Да это и не комедия вовсе – пусть даже "философская", за происходящими на бытовом уровне, реалистическими – и лишь отчасти комическими – событиями просматриваются аллегории совершенно иного уровня.


Как отмечает О.С. Муравьева, "По свидетельству Бегичева, Грибоедов уже в середине 1810-х годов "знал почти наизусть Шиллера, Гёте и Шекспира"... Причем, именно Грибоедов ещё в 1821-1822 годах побуждал Кюхельбекера изучать Шекспира". И, учитывая данное обстоятельство, наверное, стоит задуматься о возможных параллелях между Грибоедовым и Шекспиром. И первое что сразу же приходит на ум (а первое впечатление, как утверждают, всегда самое верное) – Гамлет и Чацкий, Офелия и София... Гамлет симулирует сумасшествие, Чацкого объявляют сумасшедшим.
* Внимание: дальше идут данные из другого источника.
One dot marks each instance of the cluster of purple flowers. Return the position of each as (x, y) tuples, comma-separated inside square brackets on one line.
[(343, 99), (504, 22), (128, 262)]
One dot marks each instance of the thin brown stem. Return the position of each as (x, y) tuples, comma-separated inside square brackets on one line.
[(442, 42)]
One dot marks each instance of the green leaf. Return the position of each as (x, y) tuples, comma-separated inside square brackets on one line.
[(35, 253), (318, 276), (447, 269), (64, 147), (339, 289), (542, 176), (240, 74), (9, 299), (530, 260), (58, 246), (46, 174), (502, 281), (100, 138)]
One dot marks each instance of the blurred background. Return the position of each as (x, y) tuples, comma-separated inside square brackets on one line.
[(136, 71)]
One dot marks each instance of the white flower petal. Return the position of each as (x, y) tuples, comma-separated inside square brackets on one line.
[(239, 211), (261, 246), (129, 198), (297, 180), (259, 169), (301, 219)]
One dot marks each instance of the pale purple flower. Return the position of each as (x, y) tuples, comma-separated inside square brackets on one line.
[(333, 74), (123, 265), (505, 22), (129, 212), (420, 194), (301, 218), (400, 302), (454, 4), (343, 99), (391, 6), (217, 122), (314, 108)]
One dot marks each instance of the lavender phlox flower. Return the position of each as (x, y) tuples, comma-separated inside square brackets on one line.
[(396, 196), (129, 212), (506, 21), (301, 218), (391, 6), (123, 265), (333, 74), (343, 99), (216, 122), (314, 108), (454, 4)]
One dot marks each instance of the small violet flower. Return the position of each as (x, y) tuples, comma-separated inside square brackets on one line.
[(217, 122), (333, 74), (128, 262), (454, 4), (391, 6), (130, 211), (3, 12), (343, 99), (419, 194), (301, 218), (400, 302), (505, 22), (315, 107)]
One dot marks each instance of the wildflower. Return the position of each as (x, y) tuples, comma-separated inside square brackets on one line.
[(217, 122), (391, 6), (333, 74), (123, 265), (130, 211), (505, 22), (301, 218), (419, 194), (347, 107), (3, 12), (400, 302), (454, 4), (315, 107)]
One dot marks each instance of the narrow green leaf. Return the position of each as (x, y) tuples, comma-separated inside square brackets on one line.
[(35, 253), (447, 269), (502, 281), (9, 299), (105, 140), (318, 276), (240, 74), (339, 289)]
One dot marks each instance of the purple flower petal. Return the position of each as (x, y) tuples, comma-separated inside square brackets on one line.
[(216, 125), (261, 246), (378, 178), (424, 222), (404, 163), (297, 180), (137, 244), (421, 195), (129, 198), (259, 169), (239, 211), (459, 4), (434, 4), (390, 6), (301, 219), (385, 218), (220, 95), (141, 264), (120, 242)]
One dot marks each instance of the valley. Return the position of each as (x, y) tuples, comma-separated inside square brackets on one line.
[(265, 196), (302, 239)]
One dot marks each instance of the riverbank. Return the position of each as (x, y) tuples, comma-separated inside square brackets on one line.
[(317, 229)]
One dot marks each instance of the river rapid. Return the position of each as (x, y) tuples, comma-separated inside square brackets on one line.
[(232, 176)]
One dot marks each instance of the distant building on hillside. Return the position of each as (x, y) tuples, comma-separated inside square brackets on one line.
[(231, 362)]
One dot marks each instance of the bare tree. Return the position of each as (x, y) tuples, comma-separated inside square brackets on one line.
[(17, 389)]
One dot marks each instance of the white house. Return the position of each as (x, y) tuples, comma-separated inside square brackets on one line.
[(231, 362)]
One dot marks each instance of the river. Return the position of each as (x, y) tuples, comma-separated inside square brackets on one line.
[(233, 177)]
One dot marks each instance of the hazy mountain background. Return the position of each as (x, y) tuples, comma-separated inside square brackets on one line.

Слово "София" в переводе с греческого означает "мудрость", даже – "божественная мудрость", Офелия... С Офелией ( Ophelia ) всё куда сложнее. Как правило, её считают вымышленным персонажем, а историческим прототипом Офелии называют Катарину Гамлет – известную Шекспиру девушку, упавшую в реку Эйвон и погибшую в декабре 1579 года. Но нельзя исключать вариант, при котором полиглот Грибоедов мог "расшифровать" имя шекспировской героини как происходящее от греческого "воля", к которой и стремится видимо "безвольный" Гамлет с его "Быть иль не быть?" Расшифровать и противопоставить шекспировской ("европейской", "западной") коллизии любви к воле "восточную" коллизию любви к мудрости. Но тогда и удивительная перекличка фамилии Молчалина с православным мистическим движением исихастов (от греч. hesychia – покой, безмолвие, отрешённость) будет выглядеть далеко не случайной.


Разумеется, эта перекличка – вовсе не повод для трактовки Алексея Степановича Молчалина как "скрытого" истинного героя "Горя от ума" – нет, Грибоедов весьма наглядно и однозначно показывает его низменные человеческие качества. Но неоднократные призывы Софии к Чацкому помолчать, "умерить свой язык", явное предпочтение ею Молчалина Чацкому – всё это знаки к смирению "ума", того рационально-рассудочного знания, которое неизбежно отрывается от действительности и, всё зная "в теории", ничего не может совершить на практике, неизбежно сопровождаясь "мильоном терзаний" и "оскорблённым чувством", для которого "на всём свете" едва ли сыщется соответствующий достойный "уголок". Действительно, Чацкий не умён, поскольку не счастлив, а только счастливый человек может быть по-настоящему умным. Горе – от ума, счастье – к уму.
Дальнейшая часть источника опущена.